Models in GreenThread have two layers of state: the Model CRD phase (managed by the controller) and the sidecar state (managed by the sidecar proxy in each model pod). Understanding both helps you monitor deployments and debug issues.
Model CRD phases
The Model custom resource progresses through lifecycle phases as the controller reconciles it.
| Phase | Description |
|---|---|
Pending | Model resource created, waiting for processing |
Converting | Downloading from HuggingFace and converting to gthread load format on NVMe |
Staging | Weights are being staged (verified on disk or loaded into CPU memory) |
Ready | Model is ready for inference — pod is running, either serving or sleeping |
Failed | Conversion or pod creation failed |
Check the current phase:
kubectl get model -A
NAMESPACE NAME PHASE REPLICAS SERVING SLEEPING NODE GPUS VRAM/GPU
greenthread-system llama-3-1-8b Ready 1 0 1 gpu-node1 0 17.2 GiB
greenthread-system qwen-3-5-35b-a3b Ready 1 1 0 gpu-node1 1 88.2 GiB
Conversion
During the Converting phase, the controller creates a Kubernetes Job that:
- Downloads model weights from HuggingFace (using the
huggingfaceTokenfrom Helm values) - Converts weights to the
gthreadload format optimized for fast sleep/wake - Stores the converted model on NVMe at the host path configured by
storage.modelsPath
Track conversion progress:
kubectl get model llama-3-1-8b -n greenthread-system -o jsonpath='{.status.conversion}'
Once conversion completes on one node, the storage agent distributes the model to other GPU nodes via peer-to-peer transfer.
Multi-node distribution
After conversion, the model may need to be available on multiple nodes. The status tracks this:
kubectl get model llama-3-1-8b -n greenthread-system \
-o jsonpath='{.status.distribution.availableOnNodes}'
Storage agents on each node discover peers via DNS and can pull models from any node that has them, avoiding redundant HuggingFace downloads.
Sidecar states
Once a model reaches the Ready phase, its pod runs a sidecar proxy that manages the model's runtime state. The sidecar has five states:
| State | Description | VRAM Usage |
|---|---|---|
sleeping | Process running, GPU memory fully released | 0 bytes |
pending | Sleeping, waiting for GPU memory (preemption may be needed) | 0 bytes |
waking | Acquiring GPU memory and reloading weights | Growing |
serving | Actively handling inference requests | Full allocation |
deactivating | Draining in-flight requests before sleep | Full allocation |
When sleeping, GreenThread releases all GPU memory — not just most of it. Sleeping models consume exactly 0 bytes of VRAM, making the GPU fully available for other models.
Check sidecar state
Each model exposes a /status endpoint through the gateway:
GATEWAY_URL=$(kubectl get gateway -n greenthread-system greenthread-gateway \
-o jsonpath='{.status.addresses[0].value}')

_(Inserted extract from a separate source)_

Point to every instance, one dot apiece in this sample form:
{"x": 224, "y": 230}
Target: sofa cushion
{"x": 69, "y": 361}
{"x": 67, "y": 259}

curl http://$GATEWAY_URL/llama-3-1-8b/status
{
"model": "llama-3-1-8b",
"state": "sleeping",
"bootReady": true,
"queue": {
"inFlight": 0,
"barriered": false
}
}
| Field | Description |
|---|---|
state | Current sidecar state |
bootReady | true once the sidecar has completed initial boot |
queue.inFlight | Number of requests currently being processed |
queue.barriered | true during sleep drain — new requests are rejected with 503 |
Sleep flow
When a model transitions from serving to sleeping (either voluntary idle timeout or preemption):
- State →
deactivating— the sidecar activates the preemption barrier - Barrier stops new requests —
TryClaimRequest()returnsfalse, new requests get503 - Drain in-flight requests — waits up to
drainTimeoutfor active requests to complete - Release GPU — GreenThread releases all GPU memory (true zero VRAM)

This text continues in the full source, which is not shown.